Wendy’s, the popular fast food chain and creator of the beloved Frosty, is back at it again. The company recently launched a social media marketing campaign featuring Boyz II Men to promote its pretzel bun sandwiches. To some, this campaign may seem familiar, as Wendy’s launched a similar campaign last year in which pop singer and former 98 Degrees front man Nick Lachey sang tweets from fans about the chain’s pretzel bacon burger.
Along with Boyz II Men, the 2014 campaign will feature Jon Secada, Cuban American singer and songwriter, performing songs with lyrics that exalt the reappearance of the pretzel bun. The company will again rely on nostalgia from the ’80s and early ’90s to woo the same 50 million customers who chowed down on its pretzel menu items back in 2013.
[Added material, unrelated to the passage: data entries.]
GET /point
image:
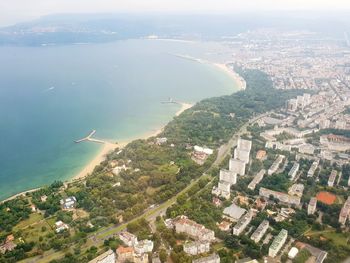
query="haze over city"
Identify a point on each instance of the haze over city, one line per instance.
(175, 131)
(15, 11)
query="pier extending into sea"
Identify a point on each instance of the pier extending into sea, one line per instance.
(90, 138)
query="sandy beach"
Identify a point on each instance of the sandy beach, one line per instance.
(234, 75)
(109, 147)
(223, 67)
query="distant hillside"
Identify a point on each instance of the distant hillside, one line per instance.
(65, 29)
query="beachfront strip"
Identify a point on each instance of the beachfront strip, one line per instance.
(208, 180)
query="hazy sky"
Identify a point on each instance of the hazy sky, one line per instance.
(12, 11)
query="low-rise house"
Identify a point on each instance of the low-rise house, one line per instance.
(296, 189)
(228, 176)
(7, 246)
(193, 229)
(243, 144)
(306, 149)
(242, 155)
(293, 252)
(332, 178)
(68, 203)
(125, 254)
(196, 248)
(222, 190)
(246, 260)
(311, 208)
(224, 186)
(116, 170)
(234, 212)
(260, 155)
(278, 243)
(313, 168)
(107, 257)
(278, 146)
(242, 223)
(43, 198)
(344, 212)
(128, 238)
(143, 246)
(274, 167)
(206, 151)
(210, 259)
(140, 258)
(162, 140)
(260, 231)
(237, 166)
(217, 202)
(257, 179)
(60, 226)
(294, 171)
(282, 197)
(224, 226)
(319, 254)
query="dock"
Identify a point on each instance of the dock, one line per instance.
(170, 101)
(90, 138)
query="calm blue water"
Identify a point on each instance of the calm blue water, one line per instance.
(51, 96)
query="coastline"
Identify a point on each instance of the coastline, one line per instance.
(109, 147)
(221, 66)
(233, 74)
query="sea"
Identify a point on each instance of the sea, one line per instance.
(52, 95)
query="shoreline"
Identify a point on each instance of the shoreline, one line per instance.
(221, 66)
(109, 147)
(101, 155)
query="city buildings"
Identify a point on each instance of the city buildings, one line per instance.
(296, 189)
(282, 197)
(344, 212)
(332, 178)
(313, 168)
(278, 243)
(293, 171)
(125, 254)
(197, 231)
(68, 203)
(60, 226)
(143, 246)
(237, 166)
(260, 231)
(196, 247)
(257, 179)
(128, 239)
(242, 223)
(242, 155)
(228, 176)
(210, 259)
(234, 212)
(311, 208)
(107, 257)
(274, 167)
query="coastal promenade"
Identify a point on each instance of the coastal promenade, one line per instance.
(150, 214)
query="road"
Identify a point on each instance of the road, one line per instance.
(150, 215)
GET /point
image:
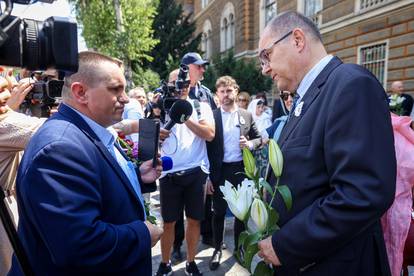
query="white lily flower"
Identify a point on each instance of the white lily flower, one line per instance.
(240, 199)
(259, 214)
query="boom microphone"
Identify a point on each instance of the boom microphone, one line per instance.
(180, 111)
(167, 163)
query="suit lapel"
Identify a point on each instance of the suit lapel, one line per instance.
(84, 127)
(308, 99)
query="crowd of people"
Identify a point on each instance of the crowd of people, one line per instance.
(348, 162)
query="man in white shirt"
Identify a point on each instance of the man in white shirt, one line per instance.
(183, 186)
(235, 130)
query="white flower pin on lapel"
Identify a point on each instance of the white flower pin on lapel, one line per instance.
(242, 121)
(298, 109)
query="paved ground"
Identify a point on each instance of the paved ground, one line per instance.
(228, 266)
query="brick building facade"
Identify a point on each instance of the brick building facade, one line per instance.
(378, 34)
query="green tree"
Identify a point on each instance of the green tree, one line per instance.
(175, 31)
(119, 28)
(246, 73)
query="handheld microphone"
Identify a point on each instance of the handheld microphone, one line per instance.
(180, 111)
(167, 163)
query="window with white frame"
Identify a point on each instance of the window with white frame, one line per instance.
(206, 39)
(204, 3)
(227, 28)
(268, 10)
(374, 58)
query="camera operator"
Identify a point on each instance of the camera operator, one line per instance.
(16, 129)
(197, 67)
(183, 186)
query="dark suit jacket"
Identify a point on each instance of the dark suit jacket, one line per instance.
(215, 148)
(339, 163)
(78, 212)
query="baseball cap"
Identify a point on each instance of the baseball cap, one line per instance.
(193, 58)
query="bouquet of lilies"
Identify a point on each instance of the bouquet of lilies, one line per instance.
(248, 203)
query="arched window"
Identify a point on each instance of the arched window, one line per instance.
(204, 3)
(227, 28)
(206, 39)
(268, 10)
(231, 31)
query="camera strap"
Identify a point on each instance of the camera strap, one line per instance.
(197, 108)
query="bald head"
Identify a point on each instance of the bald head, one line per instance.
(91, 71)
(397, 87)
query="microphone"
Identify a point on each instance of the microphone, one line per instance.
(167, 163)
(180, 111)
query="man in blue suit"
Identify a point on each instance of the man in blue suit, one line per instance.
(339, 159)
(80, 205)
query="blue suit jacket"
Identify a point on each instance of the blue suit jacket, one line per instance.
(339, 163)
(78, 212)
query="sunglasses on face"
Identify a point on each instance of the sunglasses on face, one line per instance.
(264, 55)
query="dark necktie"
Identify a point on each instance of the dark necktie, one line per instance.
(295, 102)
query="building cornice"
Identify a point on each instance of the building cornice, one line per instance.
(359, 16)
(204, 10)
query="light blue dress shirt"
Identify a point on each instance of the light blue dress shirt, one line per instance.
(127, 166)
(311, 76)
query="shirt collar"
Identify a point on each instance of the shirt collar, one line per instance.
(225, 112)
(103, 134)
(311, 76)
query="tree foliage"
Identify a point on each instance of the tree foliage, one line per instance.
(175, 32)
(127, 35)
(246, 73)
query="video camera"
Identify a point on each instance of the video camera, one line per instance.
(36, 45)
(169, 93)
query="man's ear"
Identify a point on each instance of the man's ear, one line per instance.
(299, 39)
(79, 92)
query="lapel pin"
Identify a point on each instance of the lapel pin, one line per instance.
(242, 121)
(298, 109)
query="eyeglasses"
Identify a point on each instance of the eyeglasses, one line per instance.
(264, 55)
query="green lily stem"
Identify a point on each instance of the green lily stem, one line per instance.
(274, 192)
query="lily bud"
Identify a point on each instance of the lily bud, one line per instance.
(275, 158)
(259, 214)
(249, 162)
(240, 199)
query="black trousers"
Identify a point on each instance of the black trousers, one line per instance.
(206, 229)
(231, 173)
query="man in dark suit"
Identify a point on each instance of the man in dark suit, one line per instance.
(339, 159)
(235, 129)
(80, 206)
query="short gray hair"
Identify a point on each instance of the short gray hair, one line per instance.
(287, 21)
(133, 93)
(89, 71)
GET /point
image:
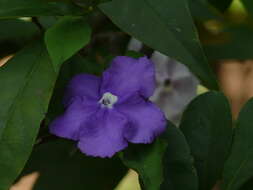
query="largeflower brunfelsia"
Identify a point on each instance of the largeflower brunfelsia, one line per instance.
(105, 113)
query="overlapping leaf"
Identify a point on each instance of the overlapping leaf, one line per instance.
(166, 26)
(208, 136)
(26, 82)
(239, 167)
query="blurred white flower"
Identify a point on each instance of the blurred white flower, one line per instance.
(176, 85)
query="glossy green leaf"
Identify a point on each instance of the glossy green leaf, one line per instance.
(26, 82)
(27, 8)
(239, 166)
(165, 25)
(66, 37)
(15, 34)
(236, 43)
(179, 172)
(146, 160)
(207, 126)
(221, 5)
(62, 166)
(202, 10)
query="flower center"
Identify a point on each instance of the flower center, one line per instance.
(108, 100)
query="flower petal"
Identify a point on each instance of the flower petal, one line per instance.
(146, 121)
(128, 75)
(68, 124)
(102, 134)
(82, 85)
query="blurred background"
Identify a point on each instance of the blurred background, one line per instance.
(227, 38)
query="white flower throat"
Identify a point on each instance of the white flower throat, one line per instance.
(108, 100)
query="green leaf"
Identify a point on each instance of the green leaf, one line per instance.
(27, 8)
(14, 34)
(237, 43)
(207, 126)
(146, 160)
(174, 35)
(221, 5)
(202, 10)
(179, 172)
(239, 166)
(26, 82)
(66, 37)
(62, 166)
(248, 4)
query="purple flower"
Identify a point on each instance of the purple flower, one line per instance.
(105, 113)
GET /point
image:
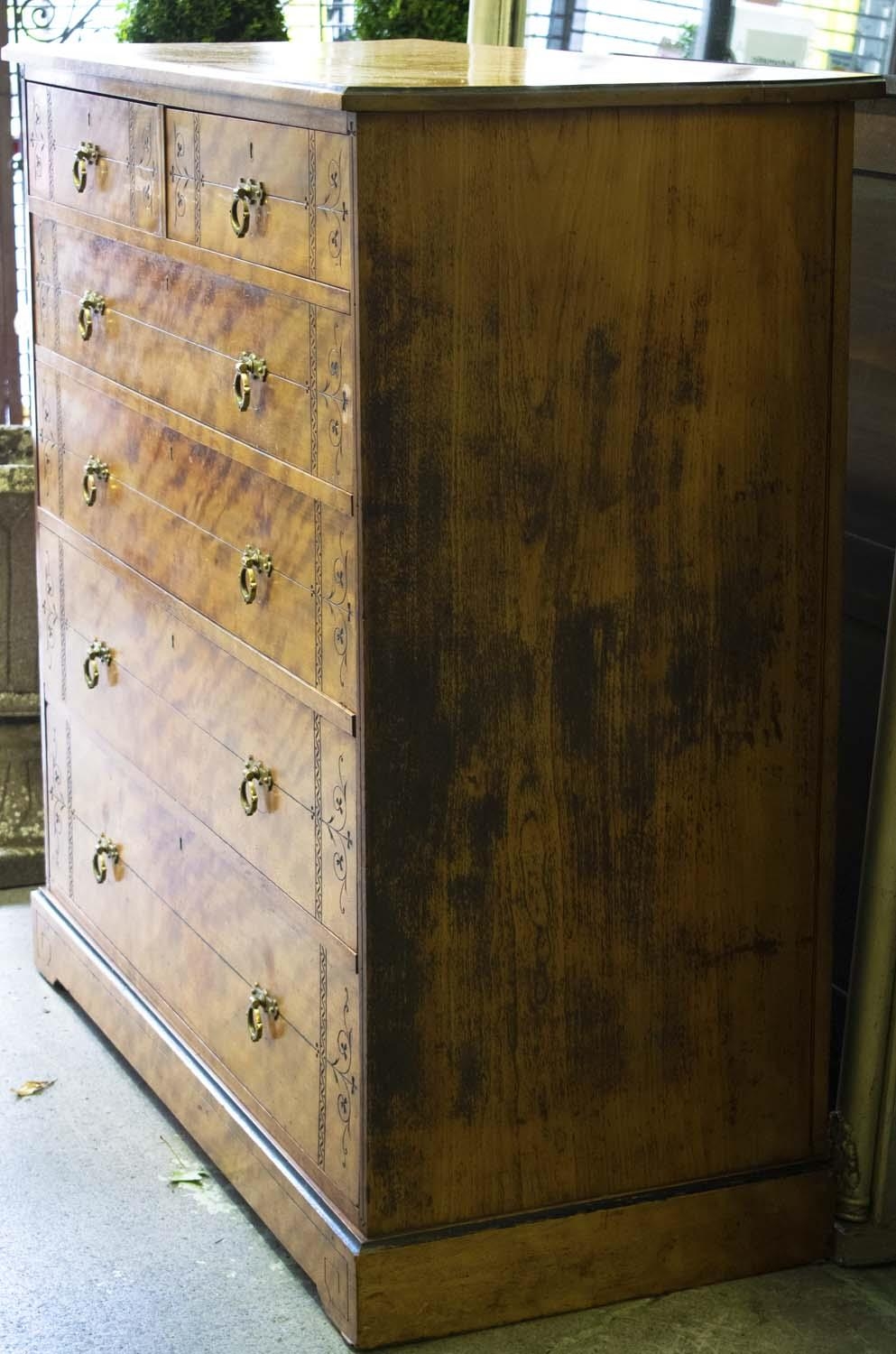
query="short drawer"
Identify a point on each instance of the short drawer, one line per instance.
(191, 717)
(200, 931)
(183, 516)
(268, 371)
(273, 195)
(97, 154)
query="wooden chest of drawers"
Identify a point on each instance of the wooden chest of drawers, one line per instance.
(440, 462)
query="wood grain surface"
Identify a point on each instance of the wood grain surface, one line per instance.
(303, 225)
(300, 837)
(303, 417)
(595, 573)
(240, 451)
(411, 75)
(173, 910)
(275, 1191)
(151, 595)
(541, 1266)
(225, 265)
(181, 515)
(125, 184)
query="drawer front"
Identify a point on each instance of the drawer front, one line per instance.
(189, 715)
(302, 225)
(300, 414)
(200, 931)
(119, 171)
(181, 515)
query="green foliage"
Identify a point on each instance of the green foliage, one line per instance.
(443, 21)
(202, 21)
(687, 40)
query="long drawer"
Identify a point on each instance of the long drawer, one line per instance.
(200, 931)
(302, 225)
(97, 153)
(191, 717)
(146, 322)
(181, 515)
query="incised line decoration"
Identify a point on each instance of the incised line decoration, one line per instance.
(321, 1055)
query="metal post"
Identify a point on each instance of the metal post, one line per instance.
(871, 994)
(497, 22)
(714, 35)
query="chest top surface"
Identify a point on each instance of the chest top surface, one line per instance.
(411, 73)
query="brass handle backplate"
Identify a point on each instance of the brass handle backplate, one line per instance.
(87, 153)
(106, 852)
(254, 561)
(94, 470)
(248, 368)
(97, 654)
(260, 1001)
(254, 772)
(89, 305)
(249, 192)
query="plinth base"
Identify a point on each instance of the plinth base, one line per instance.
(473, 1275)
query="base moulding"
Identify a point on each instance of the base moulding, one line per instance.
(470, 1277)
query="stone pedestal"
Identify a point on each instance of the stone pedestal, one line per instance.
(21, 779)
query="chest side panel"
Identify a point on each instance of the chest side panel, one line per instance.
(595, 370)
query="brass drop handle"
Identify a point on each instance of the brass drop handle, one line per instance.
(249, 192)
(260, 1001)
(248, 368)
(89, 305)
(254, 561)
(97, 654)
(254, 772)
(87, 153)
(106, 852)
(94, 470)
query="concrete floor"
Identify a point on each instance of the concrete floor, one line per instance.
(99, 1253)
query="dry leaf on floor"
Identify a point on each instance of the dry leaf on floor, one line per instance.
(189, 1177)
(32, 1089)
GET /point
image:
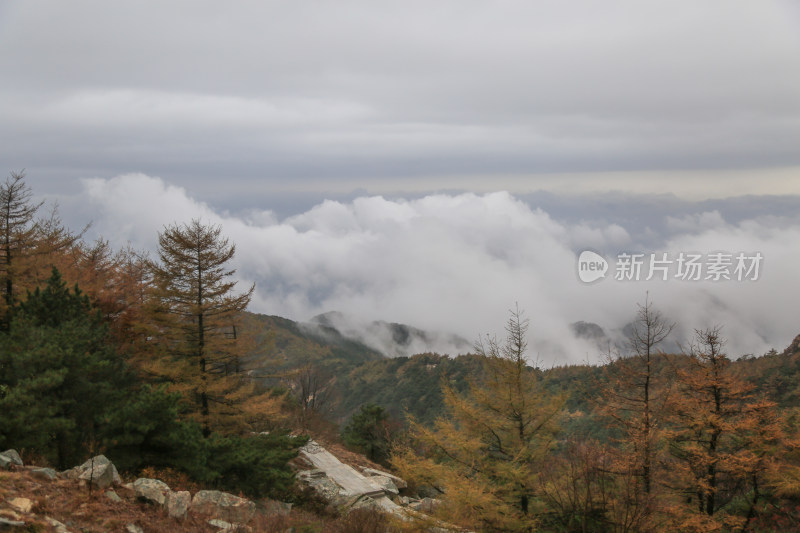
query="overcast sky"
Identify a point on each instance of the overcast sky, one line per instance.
(618, 125)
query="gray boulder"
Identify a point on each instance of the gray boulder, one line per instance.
(98, 471)
(178, 503)
(223, 506)
(10, 457)
(151, 490)
(373, 473)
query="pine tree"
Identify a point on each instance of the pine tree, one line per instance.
(485, 455)
(633, 400)
(368, 432)
(195, 310)
(59, 373)
(18, 232)
(721, 438)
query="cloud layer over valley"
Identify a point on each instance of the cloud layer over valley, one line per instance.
(456, 263)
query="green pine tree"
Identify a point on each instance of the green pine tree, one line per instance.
(58, 374)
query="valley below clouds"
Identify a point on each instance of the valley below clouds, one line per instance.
(455, 263)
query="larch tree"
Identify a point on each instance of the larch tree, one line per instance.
(28, 245)
(635, 403)
(18, 231)
(486, 453)
(722, 439)
(195, 310)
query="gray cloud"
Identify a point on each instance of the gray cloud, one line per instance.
(456, 263)
(270, 92)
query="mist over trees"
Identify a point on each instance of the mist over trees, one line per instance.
(156, 362)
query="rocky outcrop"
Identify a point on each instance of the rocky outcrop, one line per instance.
(98, 471)
(223, 506)
(10, 458)
(178, 503)
(344, 486)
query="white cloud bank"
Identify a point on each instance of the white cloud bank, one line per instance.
(457, 263)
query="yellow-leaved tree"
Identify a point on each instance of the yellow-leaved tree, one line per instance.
(196, 316)
(484, 455)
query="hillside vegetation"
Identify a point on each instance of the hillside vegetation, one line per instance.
(157, 363)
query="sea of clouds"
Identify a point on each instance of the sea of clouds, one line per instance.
(457, 263)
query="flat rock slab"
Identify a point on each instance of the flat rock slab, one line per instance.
(223, 506)
(10, 457)
(151, 490)
(348, 478)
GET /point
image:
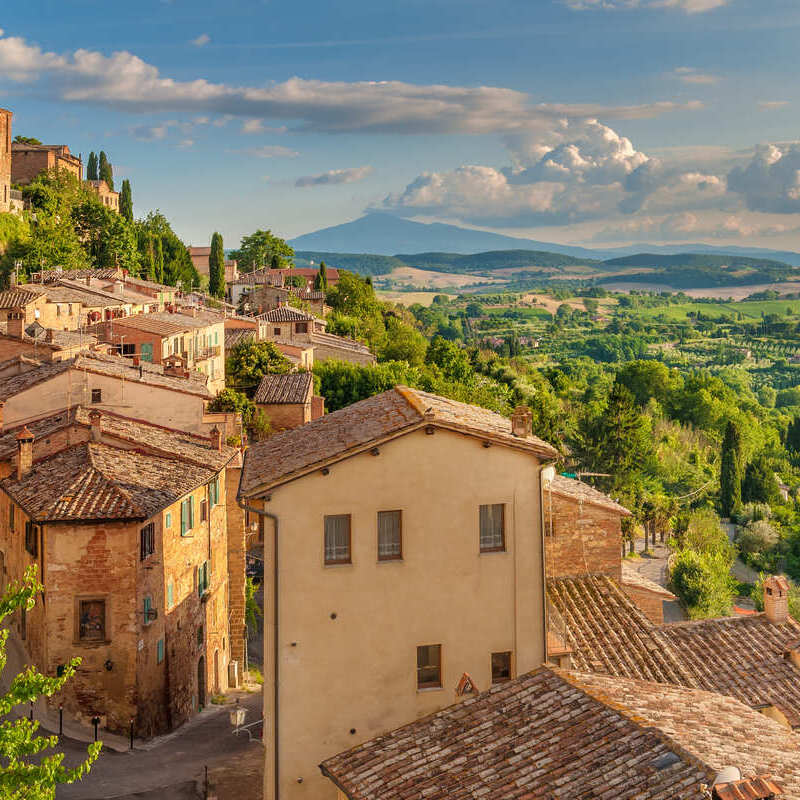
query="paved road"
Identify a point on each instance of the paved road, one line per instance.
(170, 765)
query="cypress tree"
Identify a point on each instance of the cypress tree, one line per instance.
(730, 477)
(104, 170)
(91, 167)
(216, 267)
(126, 201)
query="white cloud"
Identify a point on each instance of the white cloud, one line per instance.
(694, 76)
(335, 176)
(124, 81)
(271, 151)
(688, 6)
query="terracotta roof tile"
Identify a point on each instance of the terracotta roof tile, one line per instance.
(577, 490)
(742, 657)
(350, 430)
(94, 481)
(608, 634)
(294, 387)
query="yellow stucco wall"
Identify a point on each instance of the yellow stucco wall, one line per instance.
(358, 671)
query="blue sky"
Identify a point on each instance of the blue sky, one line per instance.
(581, 121)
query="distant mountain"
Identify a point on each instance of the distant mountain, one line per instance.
(385, 234)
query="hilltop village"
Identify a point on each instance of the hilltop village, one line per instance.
(448, 608)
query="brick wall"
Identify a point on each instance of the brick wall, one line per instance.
(581, 538)
(5, 159)
(287, 415)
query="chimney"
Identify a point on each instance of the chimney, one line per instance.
(776, 599)
(16, 324)
(522, 422)
(94, 420)
(24, 452)
(216, 438)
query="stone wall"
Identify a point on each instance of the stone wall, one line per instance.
(581, 538)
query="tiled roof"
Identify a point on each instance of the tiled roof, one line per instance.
(294, 387)
(609, 634)
(742, 657)
(95, 481)
(155, 439)
(352, 429)
(342, 342)
(286, 314)
(567, 487)
(538, 737)
(719, 731)
(553, 735)
(235, 335)
(112, 366)
(16, 298)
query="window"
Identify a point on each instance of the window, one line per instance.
(429, 666)
(31, 538)
(148, 615)
(337, 539)
(213, 492)
(147, 541)
(203, 578)
(501, 667)
(492, 536)
(92, 620)
(390, 535)
(187, 515)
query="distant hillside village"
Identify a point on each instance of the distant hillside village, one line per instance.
(450, 610)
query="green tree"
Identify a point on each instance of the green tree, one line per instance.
(104, 170)
(251, 360)
(759, 484)
(216, 267)
(730, 477)
(92, 167)
(24, 773)
(321, 281)
(126, 201)
(257, 250)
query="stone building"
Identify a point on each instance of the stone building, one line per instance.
(107, 196)
(5, 159)
(407, 527)
(30, 160)
(288, 400)
(130, 542)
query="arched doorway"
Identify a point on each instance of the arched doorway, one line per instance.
(201, 683)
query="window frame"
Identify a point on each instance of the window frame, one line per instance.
(435, 684)
(508, 655)
(336, 562)
(147, 541)
(493, 549)
(394, 556)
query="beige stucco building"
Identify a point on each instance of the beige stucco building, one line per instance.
(404, 552)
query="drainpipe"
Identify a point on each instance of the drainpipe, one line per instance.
(275, 649)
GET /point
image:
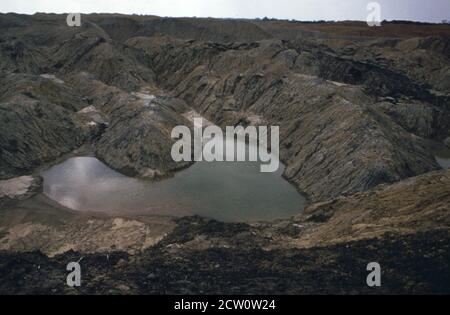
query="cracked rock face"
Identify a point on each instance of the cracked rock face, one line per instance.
(19, 188)
(324, 93)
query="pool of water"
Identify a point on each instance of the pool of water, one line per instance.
(227, 191)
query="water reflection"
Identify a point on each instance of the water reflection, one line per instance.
(228, 191)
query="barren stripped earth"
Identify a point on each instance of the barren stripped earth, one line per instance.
(357, 109)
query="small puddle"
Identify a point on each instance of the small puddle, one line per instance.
(441, 153)
(226, 191)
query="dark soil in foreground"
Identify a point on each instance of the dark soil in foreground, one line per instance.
(411, 264)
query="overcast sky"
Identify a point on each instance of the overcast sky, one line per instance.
(417, 10)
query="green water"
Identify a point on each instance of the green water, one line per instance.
(227, 191)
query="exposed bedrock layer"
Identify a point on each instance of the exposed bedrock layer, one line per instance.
(334, 140)
(350, 119)
(404, 227)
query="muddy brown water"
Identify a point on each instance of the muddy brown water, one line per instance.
(226, 191)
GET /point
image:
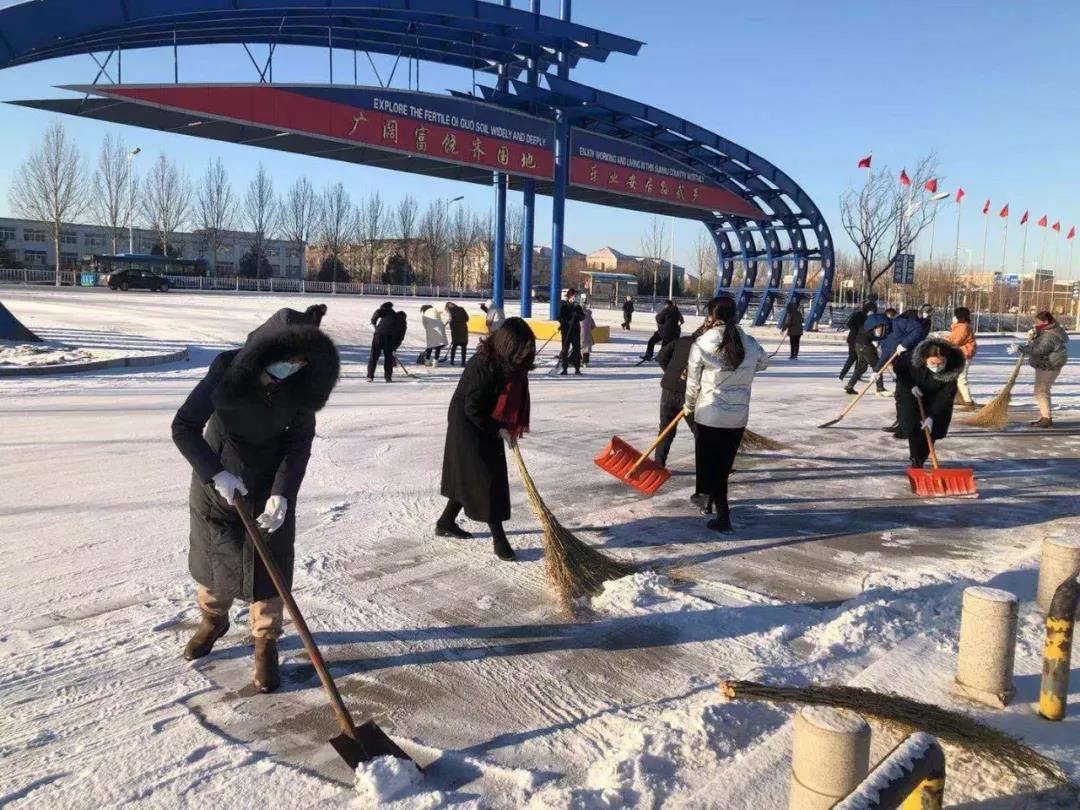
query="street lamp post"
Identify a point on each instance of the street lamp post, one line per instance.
(131, 200)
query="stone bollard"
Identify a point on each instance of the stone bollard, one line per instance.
(831, 755)
(987, 647)
(1061, 561)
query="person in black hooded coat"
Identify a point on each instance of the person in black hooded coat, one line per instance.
(246, 430)
(927, 373)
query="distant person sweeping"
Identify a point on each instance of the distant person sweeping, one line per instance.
(963, 338)
(928, 373)
(719, 375)
(246, 430)
(1048, 351)
(792, 323)
(489, 406)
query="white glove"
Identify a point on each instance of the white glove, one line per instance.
(227, 485)
(273, 515)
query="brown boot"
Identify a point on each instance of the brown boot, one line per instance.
(208, 631)
(267, 676)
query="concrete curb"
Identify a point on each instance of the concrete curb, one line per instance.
(96, 365)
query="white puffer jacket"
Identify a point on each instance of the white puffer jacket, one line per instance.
(434, 327)
(717, 395)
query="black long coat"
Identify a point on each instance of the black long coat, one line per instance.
(264, 435)
(474, 460)
(939, 390)
(459, 326)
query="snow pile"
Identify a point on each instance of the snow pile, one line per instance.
(24, 355)
(385, 779)
(645, 592)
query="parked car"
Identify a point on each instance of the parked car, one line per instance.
(132, 279)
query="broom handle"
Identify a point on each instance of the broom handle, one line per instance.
(656, 444)
(930, 439)
(343, 718)
(869, 382)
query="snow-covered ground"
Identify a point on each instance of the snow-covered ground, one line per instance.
(836, 574)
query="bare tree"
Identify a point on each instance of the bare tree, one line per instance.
(434, 235)
(885, 218)
(466, 230)
(336, 224)
(406, 216)
(111, 199)
(653, 242)
(166, 200)
(705, 262)
(299, 216)
(372, 229)
(50, 186)
(215, 207)
(260, 214)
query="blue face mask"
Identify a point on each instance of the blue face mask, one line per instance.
(283, 369)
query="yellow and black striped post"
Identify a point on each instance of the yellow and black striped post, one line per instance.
(1057, 651)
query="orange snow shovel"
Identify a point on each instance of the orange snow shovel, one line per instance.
(620, 459)
(940, 481)
(354, 745)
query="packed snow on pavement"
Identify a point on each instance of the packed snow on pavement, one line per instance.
(835, 574)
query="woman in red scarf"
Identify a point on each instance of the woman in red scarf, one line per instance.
(489, 406)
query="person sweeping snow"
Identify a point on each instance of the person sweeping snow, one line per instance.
(246, 430)
(490, 406)
(719, 375)
(928, 373)
(963, 338)
(459, 331)
(1048, 351)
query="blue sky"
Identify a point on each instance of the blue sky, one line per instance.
(812, 86)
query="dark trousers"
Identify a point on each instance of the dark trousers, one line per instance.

Wendy’s is hoping that this year’s campaign will garner the same success it experienced last year. The chain witnessed a 3 percent jump in sales during both the third and fourth quarters, according to Wendy’s CEO Emil Brolick. What’s more, 85 million people tuned into view the four humorous videos that promoted the chain’s limited-time offer Pretzel Bacon Cheeseburger—75 percent of those views occurred on Facebook’s mobile platform during the five-week campaign last summer.
So what makes this campaign marketing gold? Wendy’s officials credit the campaign’s true success—beyond a high-production value video and high-profile personalities—to social media. Whereas similar marketing strategies have been used before (Domino’s Pizza, Taco Bell and Dunkin’ Donuts have all used tweets in their advertising), Wendy’s was the first to develop a campaign with Facebook through the social network’s Publishing Garage, a new platform that the company developed to collaborate with mega-agencies and brands to improve how they use Facebook for marketing, and measure the results.
“It’s about the content,” said Brandon Rhoten, Wendy’s vice president of digital and social media. “It has to fit the environment contextually.” Ben Nemo, Facebook’s business lead for the restaurant vertical, said Wendy’s achieved its campaign breakthrough because it understood the value of “frequent, lightweight conversations” that led fans to expect engaging content that was neither scattered nor solely promotional.
The videos work, Rhoten stated, due to the humorous content that is expected on Facebook feeds. “We talk like a friend would,” Rhoten said. “We don’t speak like a 15-second TV spot, because those are interruptive and don’t fit the environment they’re in.”
Industry pundits anticipate a third-quarter increase to Wendy’s same-store sales due to projected demand for the Pretzel Bacon Cheeseburger.